‘Coma Menos’: Un Duro Mensaje para la Industria de Alimentos


Read article by By Caroline Scott-Thomas* from Food Navigator here

Las nuevas guías dietéticas de EEUU informan a la industria de alimentos qué es necesario para una dieta saludable, pero no crean que ellos están en las mismas filas.

Con la excepción del Instituto de la Sal, las Guías Dietéticas Estadounidenses del 2010 han sido bienvenidas por la industria de alimentos como gran noticia. El Instituto de la Sal en cambio, ha salido a la defensiva: “la obesidad y no la sal es el culpable en los índices de aumento de la presión arterial” esto es mucho más realista, no porque haya insuficiente evidencia que relacione el consumo de sodio a la presión arterial (y mentira si la hay y mucha), pero porque es necesario ver todo el cuadro general. EEUU tiene un problema de obesidad y todos debemos hacer algo.

La industria debería usar las guías como una oportunidad de auto-evaluarse y encontrar nuevas maneras de hacer alimentos saludables, en menores porciones, especialmente si los estadounidenses se están volviendo algo más interesados que nunca en la buena nutrición.

La eufórica y positiva reacción de la industria se debe a dos factores: Primeramente la industria tiene una fantástica red de relaciones públicas, que se enfoca en lo positivo para la industria y no en el mensaje “coma menos” de las guías. Nadie que hace dinero de los alimentos quiere oír la frase “coma menos” como el mensaje público y de salud endorsado por el gobierno. El problema es que nadie se va a tragar ese mensaje. Segundo, el gobierno ha tratado no molestar a ningún sector en particular. Hasta hay algunos sectores que se benefician de estas guías. La industria de la soya (transgénica?) por ejemplo ha reaccionado muy entusiasmada al endorse de las guías a los alimentos de soya como una alternativa a los lácteos y como fuente de proteínas vegetarianas.

La industria del pescado también ha aplaudido las recomendaciones de las guías de comer dos porciones de pescado a la semana, y claro se entiende después de la evidencia del Departamento de Agricultura de los EEUU (USDA) de que el miedo al contenido de mercurio en el pescado sobrepasa los beneficios del consumo del pescado, un asunto que ha torturado a la industria.

Sin embargo al otro lado de la ecuación está la industria de las carnes, que ha sacado ventajas de decir que las recomendaciones para las carnes no han cambiado. Aunque hay evidencia de que los estadounidenses consumen demasiadas carnes de las sugeridas para una óptima salud y mucho más por persona que ninguna otra nación en el planeta. El Instituto Americano de Carnes, está contento con el hecho de que las guías no persuaden activamente contra el consumo de las carnes.

Pero las guías realmente no persuaden contra el consumo de nada, lo que no es congruente con el mensaje de “coma menos”.

Una pregunta incrédula de un miembro de la audiencia, el día de la presentación, dijo “porque simplemente no se dice coma menos carnes?”, el Secretario de Agricultura Tom Vilsack titubeo en su respuesta, y hasta desvió el tema al consumo de pescado y sus efectos.
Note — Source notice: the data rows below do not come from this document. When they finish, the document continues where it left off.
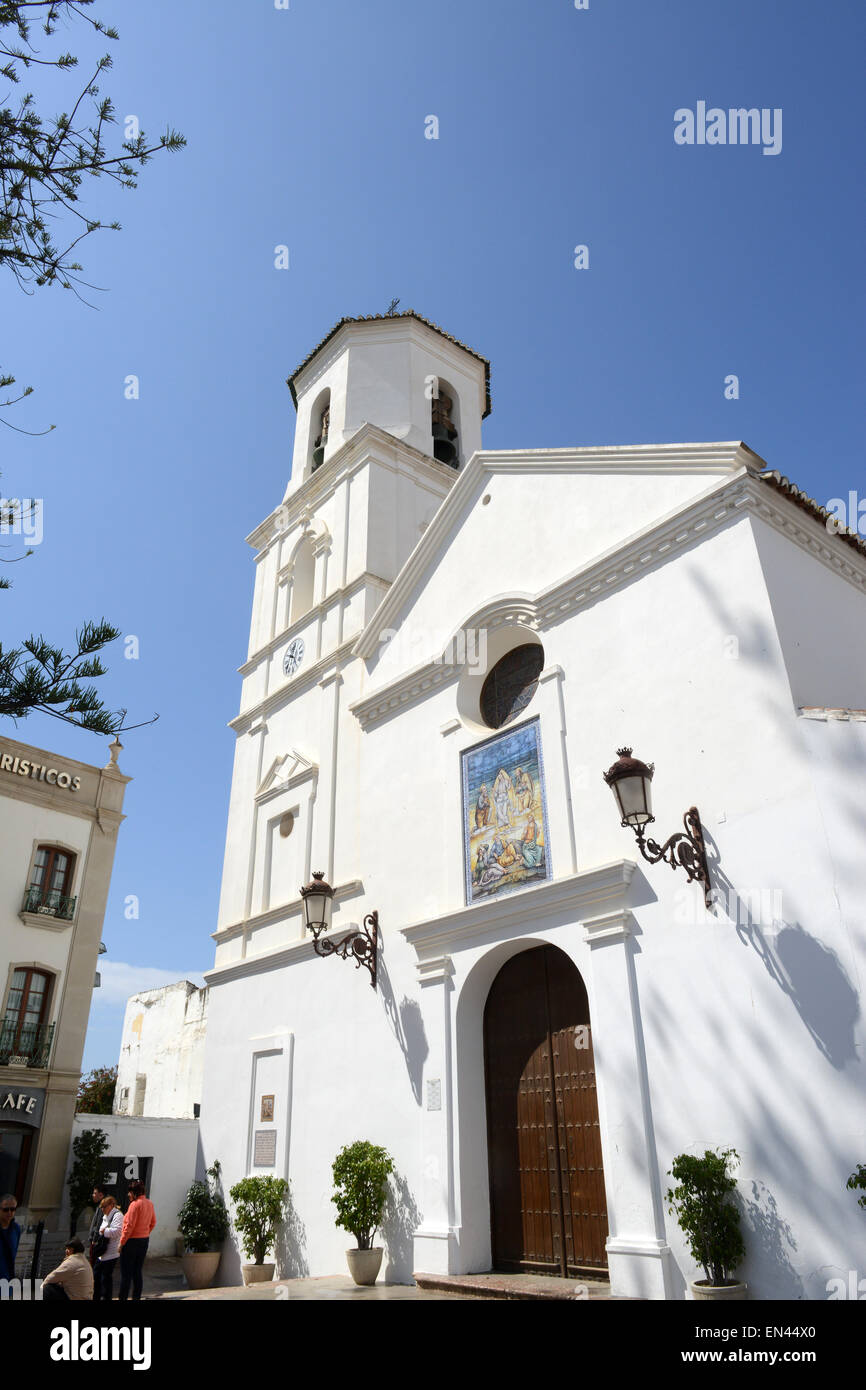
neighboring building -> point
(448, 648)
(161, 1058)
(59, 822)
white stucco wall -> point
(163, 1052)
(663, 605)
(174, 1148)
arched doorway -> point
(548, 1209)
(15, 1141)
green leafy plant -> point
(203, 1219)
(705, 1212)
(86, 1171)
(259, 1212)
(360, 1179)
(858, 1180)
(96, 1091)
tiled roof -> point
(774, 480)
(369, 319)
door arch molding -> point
(548, 1203)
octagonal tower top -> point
(398, 371)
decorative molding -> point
(305, 677)
(637, 1246)
(744, 494)
(402, 691)
(713, 458)
(317, 610)
(439, 936)
(609, 926)
(300, 769)
(367, 444)
(435, 969)
(855, 716)
(278, 912)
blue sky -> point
(306, 128)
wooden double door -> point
(548, 1211)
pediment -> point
(288, 770)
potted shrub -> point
(360, 1179)
(259, 1214)
(203, 1225)
(709, 1221)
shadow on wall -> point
(291, 1248)
(806, 970)
(407, 1027)
(768, 1241)
(402, 1219)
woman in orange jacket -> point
(135, 1237)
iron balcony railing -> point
(27, 1044)
(50, 904)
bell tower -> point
(396, 371)
(389, 410)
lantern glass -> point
(317, 901)
(634, 799)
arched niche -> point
(320, 424)
(303, 578)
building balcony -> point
(25, 1045)
(47, 904)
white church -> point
(531, 994)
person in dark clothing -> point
(96, 1222)
(10, 1235)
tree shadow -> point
(769, 1241)
(399, 1223)
(291, 1246)
(806, 970)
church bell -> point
(319, 448)
(444, 431)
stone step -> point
(541, 1287)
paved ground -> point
(164, 1280)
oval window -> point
(510, 685)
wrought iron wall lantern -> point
(631, 784)
(359, 945)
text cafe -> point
(20, 1121)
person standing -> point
(72, 1280)
(96, 1222)
(110, 1230)
(10, 1235)
(135, 1237)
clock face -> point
(293, 656)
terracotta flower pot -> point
(364, 1264)
(704, 1290)
(200, 1269)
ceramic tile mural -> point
(505, 815)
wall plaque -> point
(505, 813)
(264, 1148)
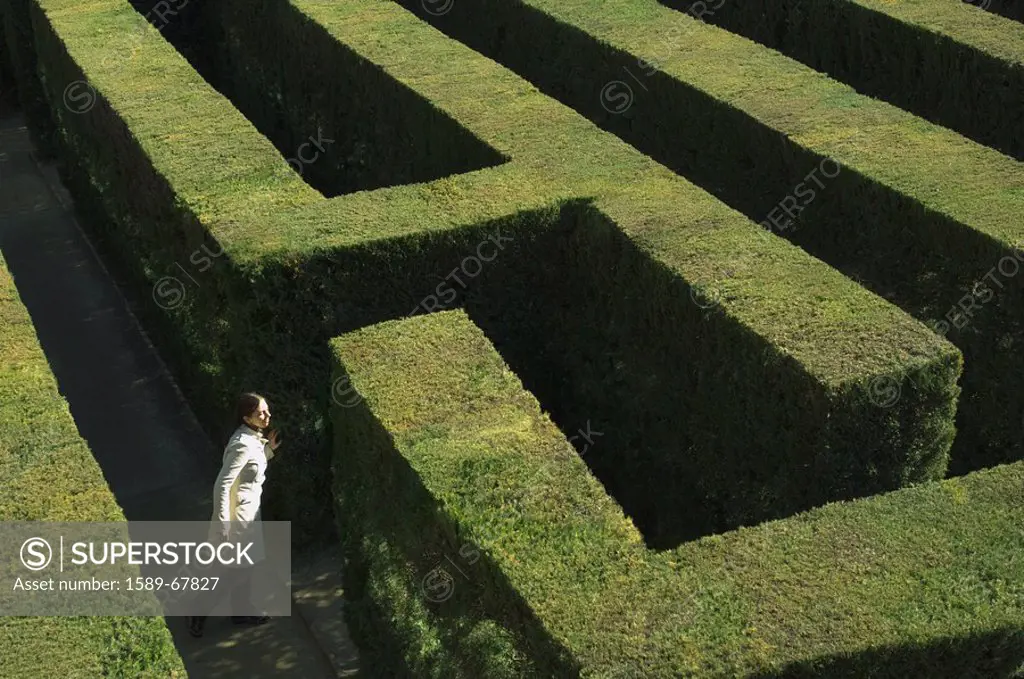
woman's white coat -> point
(239, 487)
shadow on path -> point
(156, 458)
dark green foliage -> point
(679, 390)
(893, 200)
(945, 61)
(15, 28)
(461, 507)
(47, 473)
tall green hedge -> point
(591, 295)
(914, 212)
(947, 61)
(47, 473)
(600, 371)
(1009, 8)
(480, 546)
(15, 29)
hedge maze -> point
(554, 298)
(47, 473)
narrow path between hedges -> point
(156, 458)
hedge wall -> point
(609, 236)
(604, 370)
(894, 201)
(47, 473)
(16, 32)
(1009, 8)
(947, 61)
(480, 545)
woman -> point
(237, 501)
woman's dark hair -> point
(248, 402)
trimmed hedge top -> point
(47, 473)
(1003, 38)
(945, 172)
(219, 165)
(934, 565)
(764, 283)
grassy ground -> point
(47, 473)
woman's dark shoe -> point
(250, 620)
(196, 624)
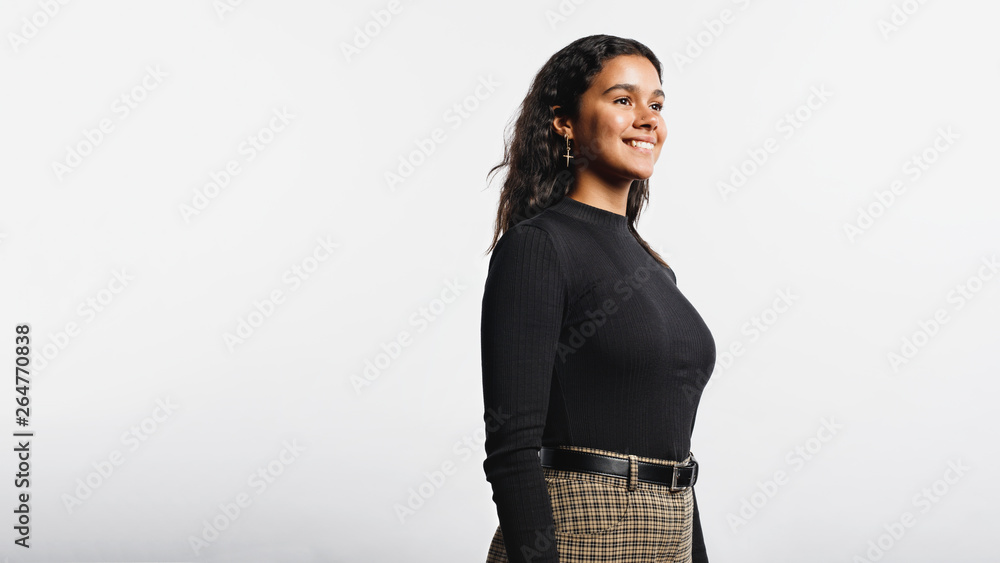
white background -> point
(361, 454)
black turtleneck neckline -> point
(591, 214)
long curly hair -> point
(535, 180)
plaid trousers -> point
(613, 519)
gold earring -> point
(567, 155)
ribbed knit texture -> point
(586, 341)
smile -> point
(640, 146)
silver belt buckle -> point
(673, 478)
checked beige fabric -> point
(613, 519)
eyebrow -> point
(632, 88)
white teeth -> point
(642, 144)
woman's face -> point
(621, 106)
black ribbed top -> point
(586, 341)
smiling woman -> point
(587, 342)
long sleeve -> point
(523, 308)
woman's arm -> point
(523, 303)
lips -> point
(641, 145)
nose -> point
(649, 118)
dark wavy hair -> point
(535, 178)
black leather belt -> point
(677, 477)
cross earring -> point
(567, 155)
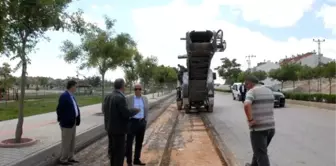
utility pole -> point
(248, 60)
(319, 57)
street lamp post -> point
(248, 60)
(319, 60)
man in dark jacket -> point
(68, 116)
(116, 117)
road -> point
(172, 139)
(304, 136)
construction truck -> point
(196, 81)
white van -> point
(235, 91)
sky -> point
(269, 29)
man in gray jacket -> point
(137, 125)
(116, 118)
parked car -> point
(279, 98)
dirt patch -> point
(10, 143)
(158, 136)
(192, 145)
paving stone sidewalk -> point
(45, 129)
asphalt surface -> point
(96, 153)
(305, 136)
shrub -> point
(317, 97)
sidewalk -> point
(46, 130)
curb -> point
(225, 153)
(49, 155)
(327, 106)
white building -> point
(266, 66)
(310, 59)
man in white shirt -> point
(137, 125)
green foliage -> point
(145, 69)
(229, 70)
(318, 97)
(290, 71)
(100, 49)
(261, 75)
(306, 73)
(94, 81)
(329, 71)
(223, 90)
(25, 23)
(165, 74)
(41, 105)
(6, 78)
(129, 67)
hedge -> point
(223, 90)
(316, 97)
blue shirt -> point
(74, 103)
(138, 103)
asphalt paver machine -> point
(196, 81)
Sospeche entonces que la USDA no se atreve a molestar a la industria de carnes.

Mientras las nuevas guías hablan libremente de los alimentos que si se promueven, los alimentos que se limitan están medio ocultos en el reporte de 95 páginas. Más bien se enfocan en SOFAS (acrónimo en ingles de grasas sólidas y azucares agregados), un eufemismo que no ayuda en nada en relación a los alimentos chatarra de nuestra dieta.
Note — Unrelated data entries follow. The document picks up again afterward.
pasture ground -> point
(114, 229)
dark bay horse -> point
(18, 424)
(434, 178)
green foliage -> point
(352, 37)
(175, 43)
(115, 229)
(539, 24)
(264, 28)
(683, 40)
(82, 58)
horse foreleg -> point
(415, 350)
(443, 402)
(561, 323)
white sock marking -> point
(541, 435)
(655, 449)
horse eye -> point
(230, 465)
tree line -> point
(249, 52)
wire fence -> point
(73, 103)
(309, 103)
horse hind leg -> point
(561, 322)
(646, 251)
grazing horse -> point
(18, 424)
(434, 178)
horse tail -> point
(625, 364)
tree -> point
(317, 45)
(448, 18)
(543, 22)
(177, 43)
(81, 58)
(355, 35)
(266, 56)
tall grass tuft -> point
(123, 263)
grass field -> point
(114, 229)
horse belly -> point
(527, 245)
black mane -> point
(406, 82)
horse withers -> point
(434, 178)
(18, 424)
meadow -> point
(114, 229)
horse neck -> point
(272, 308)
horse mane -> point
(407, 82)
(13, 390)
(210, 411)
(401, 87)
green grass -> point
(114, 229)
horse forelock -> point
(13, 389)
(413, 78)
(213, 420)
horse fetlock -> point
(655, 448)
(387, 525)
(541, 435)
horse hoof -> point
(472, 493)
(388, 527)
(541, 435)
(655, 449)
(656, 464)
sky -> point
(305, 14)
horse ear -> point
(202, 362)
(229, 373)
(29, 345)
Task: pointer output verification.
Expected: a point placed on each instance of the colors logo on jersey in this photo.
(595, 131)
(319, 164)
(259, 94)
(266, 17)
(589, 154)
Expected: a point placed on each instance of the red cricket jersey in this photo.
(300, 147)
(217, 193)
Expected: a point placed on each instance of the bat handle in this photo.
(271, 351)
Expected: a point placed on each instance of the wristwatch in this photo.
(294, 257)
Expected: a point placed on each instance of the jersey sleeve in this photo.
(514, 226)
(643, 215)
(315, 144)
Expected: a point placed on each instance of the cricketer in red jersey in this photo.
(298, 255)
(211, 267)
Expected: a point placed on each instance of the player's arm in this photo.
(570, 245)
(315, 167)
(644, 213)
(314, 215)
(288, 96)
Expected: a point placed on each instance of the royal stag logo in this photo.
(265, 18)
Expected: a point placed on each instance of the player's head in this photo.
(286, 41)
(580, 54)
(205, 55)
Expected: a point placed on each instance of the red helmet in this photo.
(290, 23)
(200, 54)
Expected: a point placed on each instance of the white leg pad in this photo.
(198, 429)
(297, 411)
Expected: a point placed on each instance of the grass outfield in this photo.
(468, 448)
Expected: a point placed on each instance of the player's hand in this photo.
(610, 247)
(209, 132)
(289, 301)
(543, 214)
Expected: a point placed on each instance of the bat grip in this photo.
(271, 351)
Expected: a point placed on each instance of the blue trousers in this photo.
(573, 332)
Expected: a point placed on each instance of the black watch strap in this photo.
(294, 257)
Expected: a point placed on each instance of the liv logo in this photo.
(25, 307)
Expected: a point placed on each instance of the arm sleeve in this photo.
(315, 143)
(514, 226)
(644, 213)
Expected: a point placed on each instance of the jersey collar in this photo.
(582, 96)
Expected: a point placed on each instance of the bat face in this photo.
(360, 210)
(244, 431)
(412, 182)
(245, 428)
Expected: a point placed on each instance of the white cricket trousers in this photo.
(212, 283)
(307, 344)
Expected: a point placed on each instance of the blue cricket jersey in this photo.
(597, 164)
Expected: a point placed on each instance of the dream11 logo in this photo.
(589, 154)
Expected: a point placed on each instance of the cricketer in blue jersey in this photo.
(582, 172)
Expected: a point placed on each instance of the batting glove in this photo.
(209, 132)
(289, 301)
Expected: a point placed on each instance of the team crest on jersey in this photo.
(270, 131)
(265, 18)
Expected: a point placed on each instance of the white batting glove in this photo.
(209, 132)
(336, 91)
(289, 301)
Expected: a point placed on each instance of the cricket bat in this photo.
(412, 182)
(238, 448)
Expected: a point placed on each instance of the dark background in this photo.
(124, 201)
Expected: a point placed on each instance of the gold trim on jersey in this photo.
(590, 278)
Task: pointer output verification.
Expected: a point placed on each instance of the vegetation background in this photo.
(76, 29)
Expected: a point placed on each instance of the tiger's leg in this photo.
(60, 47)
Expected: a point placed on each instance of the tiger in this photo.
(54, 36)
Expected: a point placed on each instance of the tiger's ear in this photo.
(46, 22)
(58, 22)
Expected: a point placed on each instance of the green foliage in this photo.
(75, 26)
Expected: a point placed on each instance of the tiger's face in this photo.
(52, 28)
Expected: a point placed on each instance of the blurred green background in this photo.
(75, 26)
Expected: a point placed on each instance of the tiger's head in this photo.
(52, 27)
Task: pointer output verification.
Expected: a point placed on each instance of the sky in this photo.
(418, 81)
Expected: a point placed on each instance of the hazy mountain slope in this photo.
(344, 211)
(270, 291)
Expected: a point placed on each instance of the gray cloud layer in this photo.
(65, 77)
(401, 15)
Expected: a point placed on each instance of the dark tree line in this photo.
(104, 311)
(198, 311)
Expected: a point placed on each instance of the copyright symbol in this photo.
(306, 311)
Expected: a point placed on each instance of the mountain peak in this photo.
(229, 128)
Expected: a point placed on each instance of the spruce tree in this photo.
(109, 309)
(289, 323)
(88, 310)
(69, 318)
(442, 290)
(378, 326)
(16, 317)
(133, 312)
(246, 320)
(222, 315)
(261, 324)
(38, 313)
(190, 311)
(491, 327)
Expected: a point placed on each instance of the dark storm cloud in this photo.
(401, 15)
Mientras tanto la manufactura de alimentos ha hecho pública su bienvenida a las guías y hasta como sus productos encajan con los nuevos mensajes. En algunos aspectos si, en otros no.

La industria sabe muy bien que las Guías Dietéticas hacen la diferencia en el ambiente alimentario de los EEUU, no alteran dramáticamente las costumbres dietéticas de los individuos, pero si son las bases para los programas federales de alimentos incluyendo las comidas en las escuelas, que si potencialmente influencian el paladar y las normas dietéticas de las nuevas generaciones de estadounidenses.

Las guías se revisan cada cinco años y presentan una gran oportunidad para la industria para liderar la nutrición con productos reformulados y volver a ganar la confianza de los consumidores que ahora más y más desconfían de lo que dicta la industria.

Se entiende que el mensaje de “coma menos” es difícil para la industria, pero es el mensaje que se debe promover.

Caroline Scott-Thomas es periodista especializada en la industria alimentaria. Antes de completar su maestría en periodismo en la Universidad de Edinburgh’s Napier, fue chef por cinco años.